Nel mondo sono quasi 6 milioni, ogni anno, i bambini sotto i 5 anni che muoiono per malattie facilmente prevenibili e curabili e 60 milioni i minori tra 6-11 anni che non vanno a scuola, 58 milioni solo nei paesi più poveri. 400 milioni sotto i 13 anni vivono in povertà estrema e altrettanti sono discriminati a causa della loro religione, etnia, disabilità, genere. Sono i “bambini più indifesi del pianeta, quelli che nessuno vede. Quelli a cui l’infanzia è stata negata perché sono nati nel posto sbagliato o nel momento sbagliato. Quelli a cui manca tutto, anche l’essenziale come acqua, cibo, cure e scuole. Sono bambini senza un domani”.In paese nel solo 2015 sono stati circa 30 mila i bambini che hanno beneficiato degli interventi di contrasto alla povertà. Save the Children ha attivato sul territorio nazionale 18 Punti Luce, centri ad alta densità educativa per dare opportunità formative a bambini e ragazzi, 6 centri Fiocchi in Ospedale, per offrire informazione, ascolto e supporto a mamme e neonati in Ospedale, e 6 Spazi Mamme in 5 città italiane per sostenere le mamme e bambini da zero a sei anni, contrastare la povertà e favorire una sana alimentazione.

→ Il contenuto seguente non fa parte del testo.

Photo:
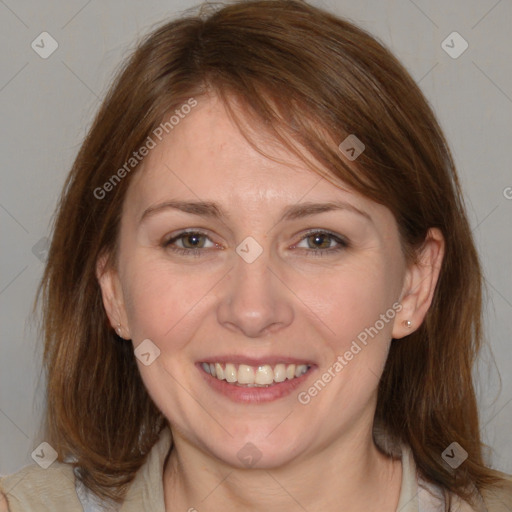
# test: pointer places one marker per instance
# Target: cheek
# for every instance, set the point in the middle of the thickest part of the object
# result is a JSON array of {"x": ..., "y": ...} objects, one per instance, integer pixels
[
  {"x": 160, "y": 301},
  {"x": 351, "y": 300}
]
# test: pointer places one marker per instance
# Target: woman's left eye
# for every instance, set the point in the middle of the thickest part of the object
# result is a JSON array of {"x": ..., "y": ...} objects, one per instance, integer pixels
[{"x": 321, "y": 241}]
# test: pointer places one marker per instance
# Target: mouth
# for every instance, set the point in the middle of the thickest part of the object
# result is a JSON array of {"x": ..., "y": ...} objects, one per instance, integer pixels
[
  {"x": 263, "y": 375},
  {"x": 255, "y": 381}
]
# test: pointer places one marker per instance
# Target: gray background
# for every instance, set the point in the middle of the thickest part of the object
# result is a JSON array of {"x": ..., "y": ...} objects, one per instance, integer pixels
[{"x": 47, "y": 106}]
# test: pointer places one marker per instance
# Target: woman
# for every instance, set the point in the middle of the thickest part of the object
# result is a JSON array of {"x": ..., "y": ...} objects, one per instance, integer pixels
[{"x": 262, "y": 291}]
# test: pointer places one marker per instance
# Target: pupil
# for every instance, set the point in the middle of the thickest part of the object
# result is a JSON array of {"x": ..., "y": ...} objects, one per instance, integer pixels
[{"x": 318, "y": 239}]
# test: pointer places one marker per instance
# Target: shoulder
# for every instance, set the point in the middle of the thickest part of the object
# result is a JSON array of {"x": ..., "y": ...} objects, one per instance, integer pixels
[{"x": 34, "y": 488}]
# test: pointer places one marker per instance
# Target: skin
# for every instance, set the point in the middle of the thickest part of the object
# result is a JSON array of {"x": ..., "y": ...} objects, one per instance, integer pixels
[{"x": 287, "y": 302}]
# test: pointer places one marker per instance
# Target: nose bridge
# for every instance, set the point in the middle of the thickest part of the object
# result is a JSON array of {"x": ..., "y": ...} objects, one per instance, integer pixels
[{"x": 254, "y": 300}]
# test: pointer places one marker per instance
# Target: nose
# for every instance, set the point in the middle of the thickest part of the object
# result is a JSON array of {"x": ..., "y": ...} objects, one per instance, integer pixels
[{"x": 254, "y": 300}]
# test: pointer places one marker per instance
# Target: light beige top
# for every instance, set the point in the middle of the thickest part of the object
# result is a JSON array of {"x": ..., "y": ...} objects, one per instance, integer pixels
[{"x": 55, "y": 489}]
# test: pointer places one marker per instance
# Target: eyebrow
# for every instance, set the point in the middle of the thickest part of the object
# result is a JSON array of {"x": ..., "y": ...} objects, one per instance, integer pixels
[{"x": 213, "y": 210}]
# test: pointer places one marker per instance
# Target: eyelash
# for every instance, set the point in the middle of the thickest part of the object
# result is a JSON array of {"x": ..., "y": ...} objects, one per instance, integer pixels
[{"x": 342, "y": 243}]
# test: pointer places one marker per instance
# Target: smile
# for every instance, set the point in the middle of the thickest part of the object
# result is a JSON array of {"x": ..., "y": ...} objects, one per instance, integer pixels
[{"x": 254, "y": 376}]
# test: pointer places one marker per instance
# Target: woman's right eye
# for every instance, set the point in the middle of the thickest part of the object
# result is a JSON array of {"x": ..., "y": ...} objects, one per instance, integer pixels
[{"x": 192, "y": 242}]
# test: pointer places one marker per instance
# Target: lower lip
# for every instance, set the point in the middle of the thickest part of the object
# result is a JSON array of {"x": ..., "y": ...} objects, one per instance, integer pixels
[{"x": 254, "y": 395}]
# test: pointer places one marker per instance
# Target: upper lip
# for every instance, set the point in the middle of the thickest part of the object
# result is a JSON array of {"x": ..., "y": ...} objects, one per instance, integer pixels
[{"x": 271, "y": 360}]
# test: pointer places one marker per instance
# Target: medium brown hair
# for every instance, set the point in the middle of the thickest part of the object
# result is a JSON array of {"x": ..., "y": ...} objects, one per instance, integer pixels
[{"x": 310, "y": 79}]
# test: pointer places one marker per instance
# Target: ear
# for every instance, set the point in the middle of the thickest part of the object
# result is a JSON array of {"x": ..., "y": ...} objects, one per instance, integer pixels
[
  {"x": 112, "y": 295},
  {"x": 420, "y": 283}
]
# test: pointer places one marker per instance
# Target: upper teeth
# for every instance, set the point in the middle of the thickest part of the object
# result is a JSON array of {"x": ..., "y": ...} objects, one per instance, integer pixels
[{"x": 262, "y": 375}]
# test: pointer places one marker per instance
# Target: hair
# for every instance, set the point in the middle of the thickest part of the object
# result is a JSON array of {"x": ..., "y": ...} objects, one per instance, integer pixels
[{"x": 310, "y": 79}]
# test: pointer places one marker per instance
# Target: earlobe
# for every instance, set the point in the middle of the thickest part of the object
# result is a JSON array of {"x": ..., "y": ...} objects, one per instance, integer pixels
[
  {"x": 112, "y": 296},
  {"x": 420, "y": 284}
]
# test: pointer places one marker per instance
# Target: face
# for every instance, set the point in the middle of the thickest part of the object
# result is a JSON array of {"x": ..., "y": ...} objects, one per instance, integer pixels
[{"x": 263, "y": 284}]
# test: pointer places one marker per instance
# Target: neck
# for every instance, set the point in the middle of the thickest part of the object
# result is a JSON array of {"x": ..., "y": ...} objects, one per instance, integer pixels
[{"x": 351, "y": 474}]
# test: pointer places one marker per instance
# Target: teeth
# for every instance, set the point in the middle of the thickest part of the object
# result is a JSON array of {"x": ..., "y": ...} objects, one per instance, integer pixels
[{"x": 261, "y": 376}]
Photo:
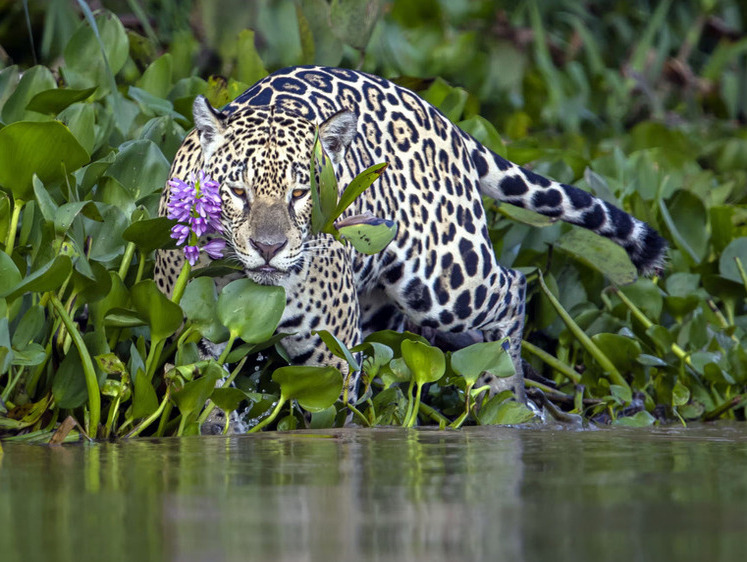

“È inaccettabile – prosegue Neri – che, ancora oggi, siano condizioni arbitrarie come il luogo di nascita, l’appartenenza a un’etnia o religione, la situazione economica della famiglia o addirittura l’essere maschio o femmina, a determinare la qualità della vita di un bambino o la sua stessa sopravvivenza. Noi faremo di tutto per eliminare la discriminazione e combattere le barriere che impediscono a milioni di bambini vulnerabili di accedere alle cure sanitarie e all’educazione. In una parola ai loro diritti. E non ci arrenderemo finché non avremo raggiunto fino all’ultimo di loro”

Si può sostenere la campagna attraverso il numero unico solidale 45567, che sarà attivo dal 17 ottobre all’8 novembre; sarà possibile donare 2 euro inviando un smsdai cellulari TIM, Vodafone, WIND, 3, e Tiscali o chiamando da rete fissa Vodafone. La donazione sarà di 2 o 5 euro chiamando lo stesso numero da rete fissa TIM, Infostrada, Fastweb e Tiscali.  I fondi raccolti in Italia durante la campagna andranno a sostenere i progetti di Save the Children in Italia, Mozambico, Etiopia, Egitto, Malawi, e Nepal. In occasione del lancio della nuova campagna “Fino all’ultimo bambino”, Save the Children si è dotata di un nuovo sito internet, arricchito di numerosi contenuti e molto fruibile, dove sarà possibile trovare tutte le informazioni relative alla nuova campagna e a tutti gli ambiti di lavoro dell’Organizzazione.